Groups on campus to honor Black History Month

Documentary showing, art display on the horizon



The Women*s Center at WSU is hosting a movie night from 4-6 p.m. on Feb. 22 in the Compton Union Building Auditorium.


As the second half of February begins, student organizations around campus are hosting events to celebrate Black History Month. 

The Women*s Center at WSU is hosting a movie night from 4-6 p.m. on Feb. 22 in the Compton Union Building Auditorium, said Jackelyn Sedano, Women*s Center program coordinator.

Sedano said they are showing “The Black Panthers: Vanguard of the Revolution,” a documentary with interviews from people who were part of the Black Panther Party movement.

The documentary is set in the 60s and focuses on the civil rights movement, the Black Panther Party, the Vietnam War, the sexual liberation movement and the women’s liberation movement, she said. 

Since the documentary is set in the 60s, Sedano said viewers can grasp the revolutionary culture that emerged from these different movements.

“[The showing] is absolutely in commemoration of Black History Month,” she said. “We really encourage folks to … come in, relax and watch this documentary.” 

Sedano said the women in the movie are amazing, and like any social movement, people love to see heroes and wisdom come from people leading social change. 

Human rights activist Ericka Huggins was involved in the Black Panther Party and is interviewed in the documentary. Sedano said Huggins recently came to WSU as a keynote speaker and that it is impactful to have people like Huggins inspire others. 

“That’s what I’m excited about,” she said. “Just to see folks get inspired by all these really powerful leaders providing their insight of what that time was like for them.”

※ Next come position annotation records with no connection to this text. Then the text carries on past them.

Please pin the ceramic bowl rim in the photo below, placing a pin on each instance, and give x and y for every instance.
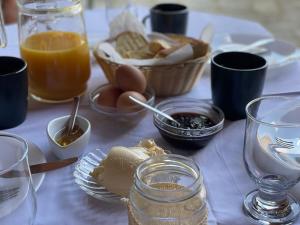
(50, 123)
(216, 128)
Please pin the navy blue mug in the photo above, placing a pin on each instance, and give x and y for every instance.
(168, 18)
(13, 91)
(236, 79)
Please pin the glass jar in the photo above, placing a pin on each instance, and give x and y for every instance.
(167, 190)
(53, 42)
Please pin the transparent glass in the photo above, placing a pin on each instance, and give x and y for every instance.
(272, 158)
(114, 8)
(17, 197)
(167, 190)
(53, 41)
(3, 39)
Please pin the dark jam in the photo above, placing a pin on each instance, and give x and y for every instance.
(190, 120)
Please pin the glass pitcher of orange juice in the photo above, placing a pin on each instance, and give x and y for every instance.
(53, 42)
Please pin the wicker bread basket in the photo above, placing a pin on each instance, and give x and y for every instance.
(166, 80)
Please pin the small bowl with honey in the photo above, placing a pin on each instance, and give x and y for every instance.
(68, 145)
(198, 121)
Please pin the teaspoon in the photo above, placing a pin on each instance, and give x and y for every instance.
(153, 109)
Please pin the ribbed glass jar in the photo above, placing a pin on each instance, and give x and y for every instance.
(167, 190)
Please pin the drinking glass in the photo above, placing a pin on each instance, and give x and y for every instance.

The movie night is open to everyone. Sedano said if someone wants to show up, either with another person or by themselves, they can just walk into the auditorium and find a seat. 

It is a two-hour-long documentary, but it is worth the time, she said.  

The Women*s Center is also hosting a mini art show next week, Sedano said. It is not a formal event, and people can view the pieces at the center at any time. 

“We’re going to be highlighting the work of local artists who are Black and maybe even some classic pieces,” she said. “We’ll just have those hanging around here.”

Alongside the art pieces, the Women*s Center will put up statements from the artist to highlight their work, Sedano said. Artists do have the option to remain anonymous. 

If an artist or a poet wants to submit their work, they can send it to [email protected] or [email protected], she said. 

Sedano said staff at the Women*s Center have already been looking through submissions from local and regional artists in the community.    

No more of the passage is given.